For years, educators and researchers have noted that students who are good at the arts also seem to be high-achieving students as well. Look at the test scores from the Baltimore School for the Arts or the Carver Center for Arts and Technology in Baltimore County and you can see this trend clearly. Those schools admit students based on their promise in a particularly artistic field, but not necessarily on their grades. So how is it that they do so well academically too?
The question, according to a Dana Foundation report released this afternoon, is this: "Are smart people drawn to the arts or does arts training make people smarter?"
The report examines the correlation between arts education and brain development, comblining the research of cognitive neuroscientists from seven universities in this country. Each one worked on a different study about the arts and the brain. So it appears that children who study the music, dance or drama develop "attention skills and strategies for memory retrieval that has apply to other subject areas," the report says.
There are several conclusions of interest, according to report:
1. Being involved in the performing arts gives students motivation to focus for a long period of time. That long attention span helps students in other areas.
2. Correlations exist between music training and reading acquisition.
3. There is a link between high levels of music training and the abilitly to minipulate information in both working and long term memory.
The research is preliminary and does not establish definate causal relationships, according to the researchers. More study is needed to do that.
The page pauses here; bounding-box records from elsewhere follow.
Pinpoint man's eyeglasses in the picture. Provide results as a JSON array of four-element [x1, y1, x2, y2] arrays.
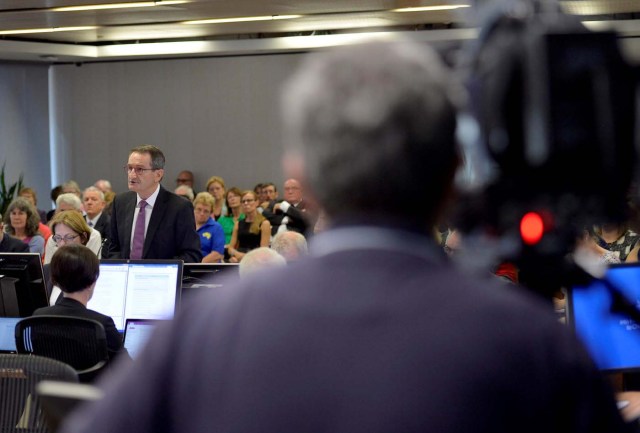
[[51, 235, 80, 243], [122, 165, 157, 176]]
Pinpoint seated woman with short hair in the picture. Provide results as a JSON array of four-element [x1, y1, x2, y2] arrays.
[[33, 244, 124, 360], [44, 210, 102, 265], [4, 197, 44, 256]]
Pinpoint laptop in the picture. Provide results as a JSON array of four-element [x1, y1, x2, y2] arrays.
[[0, 317, 22, 353], [567, 263, 640, 372], [122, 319, 162, 359]]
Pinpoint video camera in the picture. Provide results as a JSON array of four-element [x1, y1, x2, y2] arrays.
[[456, 1, 638, 296]]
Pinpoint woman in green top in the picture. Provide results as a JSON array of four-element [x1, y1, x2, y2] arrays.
[[218, 186, 244, 248]]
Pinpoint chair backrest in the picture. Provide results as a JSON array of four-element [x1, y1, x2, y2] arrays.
[[16, 316, 109, 382], [0, 354, 78, 433]]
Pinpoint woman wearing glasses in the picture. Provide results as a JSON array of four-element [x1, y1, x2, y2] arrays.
[[44, 210, 102, 305], [44, 210, 102, 264], [229, 191, 271, 263], [193, 192, 224, 263], [4, 197, 44, 255]]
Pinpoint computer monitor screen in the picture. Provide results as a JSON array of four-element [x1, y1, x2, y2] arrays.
[[0, 253, 49, 317], [87, 260, 182, 331], [0, 317, 22, 353], [182, 263, 239, 299], [123, 319, 160, 359], [568, 264, 640, 371]]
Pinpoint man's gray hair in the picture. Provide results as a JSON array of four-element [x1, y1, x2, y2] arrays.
[[56, 192, 82, 210], [239, 247, 287, 278], [283, 41, 459, 222], [82, 186, 104, 201], [129, 144, 165, 170], [271, 231, 309, 262]]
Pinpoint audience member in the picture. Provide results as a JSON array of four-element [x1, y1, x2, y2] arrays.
[[63, 38, 627, 433], [238, 247, 287, 278], [176, 170, 195, 189], [218, 186, 244, 246], [585, 224, 640, 263], [262, 179, 317, 235], [18, 187, 47, 223], [33, 244, 126, 359], [193, 192, 224, 263], [82, 186, 111, 241], [258, 182, 278, 213], [0, 214, 29, 253], [271, 232, 309, 262], [173, 185, 195, 201], [93, 179, 113, 194], [207, 176, 228, 221], [56, 192, 82, 214], [4, 197, 44, 256], [104, 191, 116, 216], [228, 191, 271, 263], [108, 146, 202, 263], [18, 188, 51, 242], [253, 183, 267, 204], [44, 210, 102, 305], [47, 185, 62, 222], [44, 209, 102, 264], [62, 180, 82, 198]]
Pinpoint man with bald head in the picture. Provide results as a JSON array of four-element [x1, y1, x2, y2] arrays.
[[262, 178, 318, 236]]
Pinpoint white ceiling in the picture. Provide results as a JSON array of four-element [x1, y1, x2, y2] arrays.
[[0, 0, 640, 62]]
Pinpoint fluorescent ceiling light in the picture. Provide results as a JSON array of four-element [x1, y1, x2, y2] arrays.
[[182, 15, 302, 24], [0, 26, 98, 35], [391, 5, 471, 12], [49, 0, 188, 12]]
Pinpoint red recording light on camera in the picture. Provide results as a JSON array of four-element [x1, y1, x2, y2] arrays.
[[520, 212, 544, 245]]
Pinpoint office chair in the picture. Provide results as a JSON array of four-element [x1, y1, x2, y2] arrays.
[[16, 316, 109, 382], [0, 354, 78, 433]]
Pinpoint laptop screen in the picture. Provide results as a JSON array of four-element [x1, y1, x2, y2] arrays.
[[87, 260, 182, 331], [0, 317, 21, 353], [568, 263, 640, 371], [123, 319, 159, 359]]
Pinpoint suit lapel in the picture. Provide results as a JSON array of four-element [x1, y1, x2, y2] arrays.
[[142, 185, 169, 258], [120, 192, 138, 257]]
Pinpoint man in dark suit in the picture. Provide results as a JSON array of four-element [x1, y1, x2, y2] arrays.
[[0, 214, 29, 253], [262, 179, 318, 236], [64, 41, 624, 433], [109, 146, 202, 263], [82, 186, 111, 245]]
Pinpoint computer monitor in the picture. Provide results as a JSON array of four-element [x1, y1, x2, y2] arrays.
[[182, 263, 239, 298], [87, 260, 182, 331], [122, 319, 161, 359], [0, 317, 22, 353], [567, 263, 640, 372], [0, 253, 49, 317]]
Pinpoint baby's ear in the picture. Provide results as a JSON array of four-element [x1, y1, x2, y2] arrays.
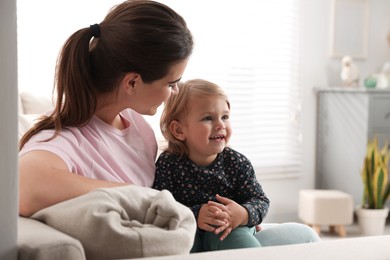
[[169, 120, 186, 141]]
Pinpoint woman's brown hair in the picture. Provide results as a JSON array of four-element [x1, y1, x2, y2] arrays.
[[19, 0, 193, 149], [160, 79, 230, 156]]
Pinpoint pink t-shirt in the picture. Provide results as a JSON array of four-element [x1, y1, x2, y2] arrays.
[[19, 109, 157, 187]]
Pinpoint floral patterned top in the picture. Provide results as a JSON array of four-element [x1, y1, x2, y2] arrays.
[[153, 147, 269, 226]]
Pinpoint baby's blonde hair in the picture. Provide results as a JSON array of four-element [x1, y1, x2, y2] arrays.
[[160, 79, 230, 156]]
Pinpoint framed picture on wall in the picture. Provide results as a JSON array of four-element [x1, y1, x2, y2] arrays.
[[331, 0, 369, 59]]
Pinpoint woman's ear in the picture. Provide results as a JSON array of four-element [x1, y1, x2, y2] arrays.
[[169, 120, 186, 141], [122, 72, 141, 94]]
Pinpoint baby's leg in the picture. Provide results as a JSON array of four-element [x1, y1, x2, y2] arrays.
[[255, 223, 320, 247], [203, 227, 261, 251]]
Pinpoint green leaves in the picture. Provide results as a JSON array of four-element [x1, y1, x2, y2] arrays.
[[361, 138, 390, 209]]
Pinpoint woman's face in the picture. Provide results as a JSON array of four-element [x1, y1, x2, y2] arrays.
[[132, 59, 188, 115]]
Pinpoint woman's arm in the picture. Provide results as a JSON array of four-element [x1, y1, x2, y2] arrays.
[[19, 150, 129, 217]]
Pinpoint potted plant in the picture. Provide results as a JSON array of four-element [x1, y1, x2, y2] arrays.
[[356, 137, 390, 235]]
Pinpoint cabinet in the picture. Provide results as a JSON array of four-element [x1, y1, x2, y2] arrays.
[[316, 88, 390, 205]]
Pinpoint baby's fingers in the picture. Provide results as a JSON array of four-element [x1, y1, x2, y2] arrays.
[[219, 226, 233, 241]]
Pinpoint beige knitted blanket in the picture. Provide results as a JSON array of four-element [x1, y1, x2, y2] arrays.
[[32, 185, 196, 260]]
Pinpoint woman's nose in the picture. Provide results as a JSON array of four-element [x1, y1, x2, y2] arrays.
[[216, 119, 226, 129]]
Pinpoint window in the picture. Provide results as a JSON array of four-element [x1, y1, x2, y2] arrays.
[[163, 0, 302, 175], [17, 0, 302, 175]]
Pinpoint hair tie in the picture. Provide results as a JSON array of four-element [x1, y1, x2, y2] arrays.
[[89, 23, 100, 38]]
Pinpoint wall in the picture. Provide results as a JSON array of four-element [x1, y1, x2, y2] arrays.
[[0, 0, 18, 260], [260, 0, 390, 222]]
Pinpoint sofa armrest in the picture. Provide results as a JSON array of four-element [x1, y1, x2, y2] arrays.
[[17, 217, 85, 260]]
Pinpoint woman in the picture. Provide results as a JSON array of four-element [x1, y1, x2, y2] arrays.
[[19, 0, 193, 216]]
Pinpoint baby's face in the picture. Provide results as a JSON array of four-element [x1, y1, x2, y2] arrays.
[[182, 96, 232, 165]]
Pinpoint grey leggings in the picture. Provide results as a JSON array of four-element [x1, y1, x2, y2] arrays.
[[191, 223, 320, 253]]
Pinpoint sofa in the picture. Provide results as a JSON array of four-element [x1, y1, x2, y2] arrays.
[[17, 93, 390, 260]]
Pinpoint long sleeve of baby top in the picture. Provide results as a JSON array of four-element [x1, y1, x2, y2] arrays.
[[153, 148, 270, 226]]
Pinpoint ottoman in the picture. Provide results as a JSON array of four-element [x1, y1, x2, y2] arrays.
[[298, 189, 353, 237]]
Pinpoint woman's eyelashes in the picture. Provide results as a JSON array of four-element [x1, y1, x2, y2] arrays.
[[202, 115, 229, 121]]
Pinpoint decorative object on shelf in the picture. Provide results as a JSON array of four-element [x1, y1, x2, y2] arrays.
[[340, 55, 359, 87], [364, 75, 376, 88], [356, 137, 390, 235]]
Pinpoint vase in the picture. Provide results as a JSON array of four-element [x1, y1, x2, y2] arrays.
[[355, 208, 389, 236]]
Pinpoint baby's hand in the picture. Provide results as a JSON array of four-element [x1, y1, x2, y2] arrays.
[[198, 203, 229, 234]]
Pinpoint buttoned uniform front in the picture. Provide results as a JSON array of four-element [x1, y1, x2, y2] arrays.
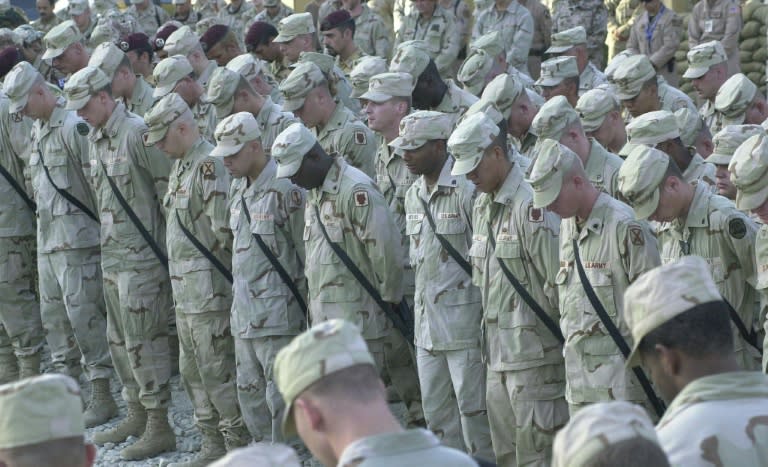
[[469, 165, 568, 466], [688, 0, 743, 75], [314, 100, 376, 177], [229, 159, 307, 442], [556, 193, 661, 412], [395, 4, 461, 78], [472, 1, 534, 74], [0, 91, 43, 382], [29, 98, 112, 381], [401, 156, 493, 459], [88, 103, 172, 409], [627, 4, 683, 87], [164, 137, 247, 446], [657, 183, 759, 370]]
For those who want to read the studies, they're available here.






Comments
In a world driven by competition (especially economic), many people believe that the path to success lies in math and science. While these subjects play a major role in society, they are certainly not the be all and end all of education. Both the fine arts and the liberal arts are widely neglected, and therefore deemed extracurricular or 'hobbies' by many. However, as this study shows, the arts definitely can be a bridge to success in other subject areas.
Posted by: A. Dupin | March 5, 2008 7:57 PM
Sadly, NCLB and high-stakes testing have pushed the arts, PE, foreign languages, etc. out of the picture. Studies have proven the benefits of studying all these areas, but "we" seem to be ignoring this to the detriment of our students.